Malinois Lies De Nyn (30), whom we previously spoke to for our series ‘Out of Office’, announced a year ago that she would be launching her own skin care line for oncology patients. Not much later, her father was diagnosed with cancer. Moksi immediately had its first customer. “The chemo worked, so fortunately my father is now on the mend, but he can certainly still use Moksi products for the winter cold,” says Lies.
Lies was diagnosed with breast cancer in 2020. The chemotherapy left her with dehydrated, itchy skin that few care products helped with. “The last thing you want to do when you’re having chemo is spend half an hour in a store looking for a suitable product,” she says. So Lies, who is now in remission, comes up with a solution herself: Moksi, a line of skin care products made for oncology patients.
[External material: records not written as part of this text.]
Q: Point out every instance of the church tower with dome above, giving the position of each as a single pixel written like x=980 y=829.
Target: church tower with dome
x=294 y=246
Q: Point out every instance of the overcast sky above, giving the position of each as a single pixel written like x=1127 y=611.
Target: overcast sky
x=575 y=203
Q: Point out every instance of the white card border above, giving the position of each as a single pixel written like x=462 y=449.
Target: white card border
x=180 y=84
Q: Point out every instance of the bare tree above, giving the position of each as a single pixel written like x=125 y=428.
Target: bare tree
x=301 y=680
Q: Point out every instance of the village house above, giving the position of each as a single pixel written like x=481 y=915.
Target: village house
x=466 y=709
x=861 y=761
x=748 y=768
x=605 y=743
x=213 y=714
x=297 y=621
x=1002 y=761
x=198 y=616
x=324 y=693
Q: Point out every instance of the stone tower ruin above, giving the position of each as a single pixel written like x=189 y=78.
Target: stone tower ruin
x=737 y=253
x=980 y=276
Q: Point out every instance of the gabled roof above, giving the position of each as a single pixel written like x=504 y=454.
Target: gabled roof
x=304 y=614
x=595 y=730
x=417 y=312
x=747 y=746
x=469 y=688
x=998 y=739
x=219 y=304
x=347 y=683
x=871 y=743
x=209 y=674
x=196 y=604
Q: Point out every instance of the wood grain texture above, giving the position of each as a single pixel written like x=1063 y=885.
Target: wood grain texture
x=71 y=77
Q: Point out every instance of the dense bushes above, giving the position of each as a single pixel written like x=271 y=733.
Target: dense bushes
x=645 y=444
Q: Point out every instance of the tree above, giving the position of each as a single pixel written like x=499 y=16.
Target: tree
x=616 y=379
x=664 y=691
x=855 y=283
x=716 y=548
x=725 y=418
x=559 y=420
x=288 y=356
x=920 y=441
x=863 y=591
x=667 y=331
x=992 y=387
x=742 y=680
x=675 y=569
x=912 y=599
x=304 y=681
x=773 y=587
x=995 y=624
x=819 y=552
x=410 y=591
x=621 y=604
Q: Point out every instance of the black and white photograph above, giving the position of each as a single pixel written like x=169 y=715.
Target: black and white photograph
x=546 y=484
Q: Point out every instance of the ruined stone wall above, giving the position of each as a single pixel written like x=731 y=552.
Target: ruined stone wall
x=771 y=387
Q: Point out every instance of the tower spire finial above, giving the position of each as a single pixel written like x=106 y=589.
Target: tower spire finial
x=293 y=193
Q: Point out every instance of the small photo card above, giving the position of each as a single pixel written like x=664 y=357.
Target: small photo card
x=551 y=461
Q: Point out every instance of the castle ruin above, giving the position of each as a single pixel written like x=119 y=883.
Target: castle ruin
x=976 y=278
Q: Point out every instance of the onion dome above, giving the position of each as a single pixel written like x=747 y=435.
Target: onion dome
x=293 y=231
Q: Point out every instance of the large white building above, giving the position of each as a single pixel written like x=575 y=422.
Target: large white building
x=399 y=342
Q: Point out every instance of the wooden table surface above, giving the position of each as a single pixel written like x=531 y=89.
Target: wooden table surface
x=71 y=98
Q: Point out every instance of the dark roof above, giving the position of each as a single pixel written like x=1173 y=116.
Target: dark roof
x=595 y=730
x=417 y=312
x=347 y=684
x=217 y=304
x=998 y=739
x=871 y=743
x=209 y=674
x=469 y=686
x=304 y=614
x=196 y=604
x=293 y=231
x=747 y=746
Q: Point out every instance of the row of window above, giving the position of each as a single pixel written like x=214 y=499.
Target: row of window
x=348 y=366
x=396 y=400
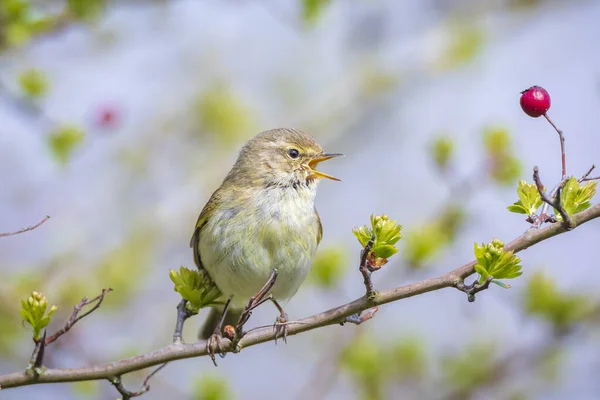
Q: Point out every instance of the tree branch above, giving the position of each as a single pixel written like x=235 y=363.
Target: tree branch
x=172 y=352
x=75 y=315
x=29 y=228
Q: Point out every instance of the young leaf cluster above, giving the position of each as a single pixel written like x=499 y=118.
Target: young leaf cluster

Lies will launch her webshop on December 12, but pre-orders can be placed from November 15. There are no physical points of sale yet, discussions are ongoing about this.
Also read: Out Of Office with ex-breast cancer patient Lies De Nyn from Moksi: “I had decided not to participate in the rat race of the world after my illness”
The new entrepreneur developed five products: a shower butter, a face cream, a body lotion, a lip balm and a shampoo. The latter will only be available from February. “All products are free of perfume, essential oils, parabens and gluten,” Lies explains. “They are natural, vegan and mild. The goal is to restore the skin that has been destroyed by chemotherapy as effectively and quickly as possible.” Lies wants to help many fellow sufferers by saving them the search for the right products. “During my treatment, I was sometimes given bath pearls and body lotions that I could not use due to harmful ingredients. With Moksi you know you are safe, whether you want to use it yourself or give it to someone.”
Moksi is a distinctly gender-neutral brand made for men, women and everyone in between. Lies does not want to limit the target group too much. “The products are suitable for all people with sensitive skin. For example, celiac patients can also use them without any worries, because they are gluten-free.”
While Lies was busy with Moski, life got in her way again. About a year after she underwent her last chemo treatment, her father received a serious diagnosis. “I was diagnosed with mantle cell lymphoma, a very rare and aggressive form of lymphatic cancer. Only two Belgians receive this diagnosis every year.”
It was yet another blow for Lies and her loved ones. Earlier, her partner’s mother had also died of cancer, the evening before Lies herself received her first chemotherapy. “It may sound crazy, but cancer is almost part of everyday life for us. The shock always hits us less hard than the first time you hear it.” When her dad gives the bad news, Lies responds with a quip. “’Come on, then I already have a customer,’ I said. Fortunately, it did not get to that point: the chemo worked and in August nothing was visible on the scan. Dad is doing better. Although he will still be able to use Moksi products in the cold winter months. For me, the dryness lasted until six months after chemo.”